Haislip was westbound and driving alone just after midnight Jan. 1 when her car ran a red light and broadsided a vehicle driven by Wesley Hunter Taylor, a bartender at a nearby restaurant. Taylor had been drinking as well, but his condition was not considered a factor in the fatal collision.

He died in front of Short Pump Town Center. Haislip later was convicted of involuntary manslaughter and underage alcohol possession.

She is serving a one-year sentence, part of it in a juvenile-detention facility and the remainder in jail.

Haislip called her actions “childish and stupid,” and she apologized for not realizing the consequences of her acts.

Money raised in Taylor’s memory has gone to dig wells in Africa.

Since the Richmond Times-Dispatch is hard pressed to find heroes I decided to provide a few links:

Deputy Sheriff Jason E. Mooney of the Stafford County Sheriff’s Office, volunteer firefighter, and Marine – Killed in an automobile accident while responding to an accident on I-95.

Deputy Sheriff Jason Lee Saunders of the Campbell County Sheriff’s Office – Killed in an automobile accident while in pursuit of a suspected drunk driver.

First Lieutenant Benjamin Hall, an United States Army Ranger, and fifth generation soldier, was killed in action in Afghanistan. Originally from Woodbridge, his family lives in Fredericksburg.
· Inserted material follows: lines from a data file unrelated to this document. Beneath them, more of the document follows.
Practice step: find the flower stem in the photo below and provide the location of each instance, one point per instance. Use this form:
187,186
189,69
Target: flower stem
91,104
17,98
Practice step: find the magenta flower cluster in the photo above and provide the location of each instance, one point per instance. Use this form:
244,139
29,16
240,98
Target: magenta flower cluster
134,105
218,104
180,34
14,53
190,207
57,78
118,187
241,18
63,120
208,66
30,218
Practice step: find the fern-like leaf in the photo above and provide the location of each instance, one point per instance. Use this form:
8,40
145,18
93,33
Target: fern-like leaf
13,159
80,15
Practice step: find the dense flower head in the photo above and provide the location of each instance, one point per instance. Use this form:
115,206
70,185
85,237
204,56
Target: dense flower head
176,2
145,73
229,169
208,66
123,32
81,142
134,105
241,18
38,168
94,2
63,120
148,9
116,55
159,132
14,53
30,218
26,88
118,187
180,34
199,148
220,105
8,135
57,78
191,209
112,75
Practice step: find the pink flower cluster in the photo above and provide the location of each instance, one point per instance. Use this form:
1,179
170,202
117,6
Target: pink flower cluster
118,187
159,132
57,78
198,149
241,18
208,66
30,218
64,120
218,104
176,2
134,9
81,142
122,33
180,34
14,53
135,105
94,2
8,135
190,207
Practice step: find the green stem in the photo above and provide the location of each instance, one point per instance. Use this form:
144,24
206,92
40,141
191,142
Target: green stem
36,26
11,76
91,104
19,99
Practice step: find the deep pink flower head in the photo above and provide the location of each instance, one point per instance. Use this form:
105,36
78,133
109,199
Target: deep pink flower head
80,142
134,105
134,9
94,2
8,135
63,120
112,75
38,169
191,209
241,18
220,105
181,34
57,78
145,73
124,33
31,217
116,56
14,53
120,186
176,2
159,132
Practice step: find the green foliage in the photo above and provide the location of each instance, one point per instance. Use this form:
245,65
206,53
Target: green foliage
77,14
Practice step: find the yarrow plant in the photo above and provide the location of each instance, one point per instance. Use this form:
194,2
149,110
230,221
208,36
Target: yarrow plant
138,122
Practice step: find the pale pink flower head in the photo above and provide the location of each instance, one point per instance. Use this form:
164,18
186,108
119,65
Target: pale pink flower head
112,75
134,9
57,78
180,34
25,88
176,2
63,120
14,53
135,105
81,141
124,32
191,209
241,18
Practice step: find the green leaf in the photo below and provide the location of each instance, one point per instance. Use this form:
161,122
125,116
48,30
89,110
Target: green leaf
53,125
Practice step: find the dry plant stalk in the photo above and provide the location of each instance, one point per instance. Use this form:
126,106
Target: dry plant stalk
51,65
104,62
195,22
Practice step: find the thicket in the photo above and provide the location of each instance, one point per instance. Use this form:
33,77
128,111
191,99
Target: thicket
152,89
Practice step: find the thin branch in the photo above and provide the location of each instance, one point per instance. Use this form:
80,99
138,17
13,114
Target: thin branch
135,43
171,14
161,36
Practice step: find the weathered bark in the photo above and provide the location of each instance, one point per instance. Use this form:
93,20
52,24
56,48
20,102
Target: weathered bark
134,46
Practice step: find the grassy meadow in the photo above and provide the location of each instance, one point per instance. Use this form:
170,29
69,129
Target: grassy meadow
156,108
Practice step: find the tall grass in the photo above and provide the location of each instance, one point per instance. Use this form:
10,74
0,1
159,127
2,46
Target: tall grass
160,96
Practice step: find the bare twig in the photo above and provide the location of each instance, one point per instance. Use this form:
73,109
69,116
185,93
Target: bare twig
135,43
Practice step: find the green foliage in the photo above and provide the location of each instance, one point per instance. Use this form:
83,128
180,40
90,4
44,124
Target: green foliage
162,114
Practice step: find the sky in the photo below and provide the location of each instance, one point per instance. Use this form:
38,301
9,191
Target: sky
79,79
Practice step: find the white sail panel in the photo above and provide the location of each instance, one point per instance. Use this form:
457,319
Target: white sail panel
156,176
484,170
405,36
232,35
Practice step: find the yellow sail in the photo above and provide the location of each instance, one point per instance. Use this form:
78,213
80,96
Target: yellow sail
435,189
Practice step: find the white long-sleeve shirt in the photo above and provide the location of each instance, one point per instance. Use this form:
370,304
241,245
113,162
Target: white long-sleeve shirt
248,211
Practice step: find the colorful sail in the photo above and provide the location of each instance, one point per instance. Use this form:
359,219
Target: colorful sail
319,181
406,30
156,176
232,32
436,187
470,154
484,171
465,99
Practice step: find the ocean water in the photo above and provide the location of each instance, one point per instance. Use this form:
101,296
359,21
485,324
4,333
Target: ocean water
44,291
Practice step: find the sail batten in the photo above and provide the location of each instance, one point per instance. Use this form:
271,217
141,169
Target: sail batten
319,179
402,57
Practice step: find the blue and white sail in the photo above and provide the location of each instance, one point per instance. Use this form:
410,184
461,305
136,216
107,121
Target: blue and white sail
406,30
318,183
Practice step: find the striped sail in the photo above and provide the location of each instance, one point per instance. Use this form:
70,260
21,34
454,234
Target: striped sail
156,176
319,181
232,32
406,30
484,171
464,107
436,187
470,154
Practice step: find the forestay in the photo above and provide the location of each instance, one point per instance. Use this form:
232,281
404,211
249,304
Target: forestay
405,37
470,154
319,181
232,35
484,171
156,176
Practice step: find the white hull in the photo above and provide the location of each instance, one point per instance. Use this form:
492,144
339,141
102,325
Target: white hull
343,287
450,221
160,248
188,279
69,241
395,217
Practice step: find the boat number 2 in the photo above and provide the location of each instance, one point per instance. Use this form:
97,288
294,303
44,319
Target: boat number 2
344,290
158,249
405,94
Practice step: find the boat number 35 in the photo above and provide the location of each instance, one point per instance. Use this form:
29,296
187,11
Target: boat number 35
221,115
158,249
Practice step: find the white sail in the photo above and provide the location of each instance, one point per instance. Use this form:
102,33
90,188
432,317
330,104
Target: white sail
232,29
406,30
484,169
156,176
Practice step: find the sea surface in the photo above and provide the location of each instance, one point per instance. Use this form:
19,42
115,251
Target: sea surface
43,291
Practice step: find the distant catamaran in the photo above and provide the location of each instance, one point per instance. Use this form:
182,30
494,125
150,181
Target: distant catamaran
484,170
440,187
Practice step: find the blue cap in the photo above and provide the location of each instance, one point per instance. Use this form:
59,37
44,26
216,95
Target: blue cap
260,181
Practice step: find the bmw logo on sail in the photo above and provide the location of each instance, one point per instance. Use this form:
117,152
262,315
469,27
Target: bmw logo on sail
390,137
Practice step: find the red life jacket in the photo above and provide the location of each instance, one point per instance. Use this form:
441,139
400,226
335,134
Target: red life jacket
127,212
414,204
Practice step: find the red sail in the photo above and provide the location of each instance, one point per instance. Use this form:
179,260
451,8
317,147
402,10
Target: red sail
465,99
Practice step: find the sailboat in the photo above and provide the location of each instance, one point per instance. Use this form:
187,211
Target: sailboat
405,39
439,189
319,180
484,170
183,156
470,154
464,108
Stryker, a police canine with the Maryland-National Capital Park and Planning Commission (M-NCPPC), helped to search for survivors at The Pentagon after the September 11, 2001 terrorist attacks. He also had a 113 drug arrests (worth $159,923) to his credit. He was euthanized on July 30, 2007.

Marlo David McQuillar, whose information helped to put two cocaine dealers away for 10 and 15 years. He was killed in Fredericksburg on July 27, 2007. “He told a judge in October [of 2006] that he had seen the error of his ways and was looking forward to raising his son as a law-abiding citizen. ‘I refuse to let my son go down the same path of negativity that I went down,’ he said at the time.”

Farooq Anwar, originally from Pakistan, was killed while working at his store in Chesterfield. Both his children attend the University of Virginia. American Dream, anyone?

Chief Brad Thomas and Captain Eric Chenault of the Bowling Green Volunteer Fire Department, both of which were seriously burned while fighting a fire on February 18, 2007. They were forced to jump from the second story of a building to escape the flames.